El sabado 16 salimos rumbo a La Paz. Se van a encontrar en la ruta con peajes legales y truchos donde te piden "la colaboración"(son cadenas que te cortan el paso en la ruta y si no colaborás, no la sacan).El lago Titicaca, creemos, es más bonito del lado boliviano que del peruano. Las vistas son espectaculares!!! Una belleza!!! Todo lo que se ve por las rutas es inolvidable... Entramos en La Paz, y después de más o menos 2 hs, de andar medio perdidos, salimos a la ruta otra vez. Por qué??? Porque es una gran ciudad con todo lo que eso implica. Ruidos, tráfico, rutas laberínticas, etc.

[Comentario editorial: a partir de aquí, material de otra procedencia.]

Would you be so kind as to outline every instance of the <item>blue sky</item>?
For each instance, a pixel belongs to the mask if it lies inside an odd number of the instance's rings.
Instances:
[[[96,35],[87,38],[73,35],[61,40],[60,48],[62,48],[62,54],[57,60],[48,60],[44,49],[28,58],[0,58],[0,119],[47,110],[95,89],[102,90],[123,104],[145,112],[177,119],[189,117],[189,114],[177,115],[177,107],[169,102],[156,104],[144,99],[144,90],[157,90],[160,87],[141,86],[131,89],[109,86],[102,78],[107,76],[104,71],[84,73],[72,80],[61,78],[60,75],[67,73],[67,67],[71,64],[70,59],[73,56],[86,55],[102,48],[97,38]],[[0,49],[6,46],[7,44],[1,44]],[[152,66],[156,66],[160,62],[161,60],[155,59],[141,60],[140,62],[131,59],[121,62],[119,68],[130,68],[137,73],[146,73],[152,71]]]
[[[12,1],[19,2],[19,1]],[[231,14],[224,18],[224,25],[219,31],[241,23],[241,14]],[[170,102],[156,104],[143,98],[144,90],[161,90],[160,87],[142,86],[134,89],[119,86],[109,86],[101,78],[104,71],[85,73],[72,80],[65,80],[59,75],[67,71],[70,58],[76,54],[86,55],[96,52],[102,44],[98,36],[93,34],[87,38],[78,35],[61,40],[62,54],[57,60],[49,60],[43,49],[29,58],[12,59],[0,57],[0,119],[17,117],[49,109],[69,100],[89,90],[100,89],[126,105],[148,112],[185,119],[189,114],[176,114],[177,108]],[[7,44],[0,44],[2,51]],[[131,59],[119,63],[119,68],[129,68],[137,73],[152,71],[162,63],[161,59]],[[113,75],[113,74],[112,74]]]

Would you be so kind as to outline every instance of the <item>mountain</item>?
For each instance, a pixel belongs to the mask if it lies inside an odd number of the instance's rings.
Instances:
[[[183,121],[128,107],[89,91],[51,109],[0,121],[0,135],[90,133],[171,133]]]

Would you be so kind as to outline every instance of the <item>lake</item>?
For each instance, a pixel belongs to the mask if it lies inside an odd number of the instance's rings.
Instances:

La entrada es un CAOS. Tengan cuidado. Decidimos ir directo a Potosí. Pasamos por Oruro cerca de las 14.30 hs. Es la capital del Carnaval. Por su boulevar principal hay muchas esculturas muy bonitas alegóricas al carnaval.Llegando a Potosí, cerca de las 18.30 hs, encontramos un Hostal llamado San José a dos cuadras del centro., calle Oruro 171. Cómodo, barato, limpio y muy tranquilo. No dejen de visitar el museo de la casa de la Moneda. Vale la pena. La ciudad es hermosa, pintoresca y colonial. La gente, divina.El Cerro Rico, aunque no lo crea, después de siglos de explotación, a costa de los naturales del lugar, en la época del Virreinato, sigue siendo rico en plata y otros minerales. Aún hoy se sigue explotando.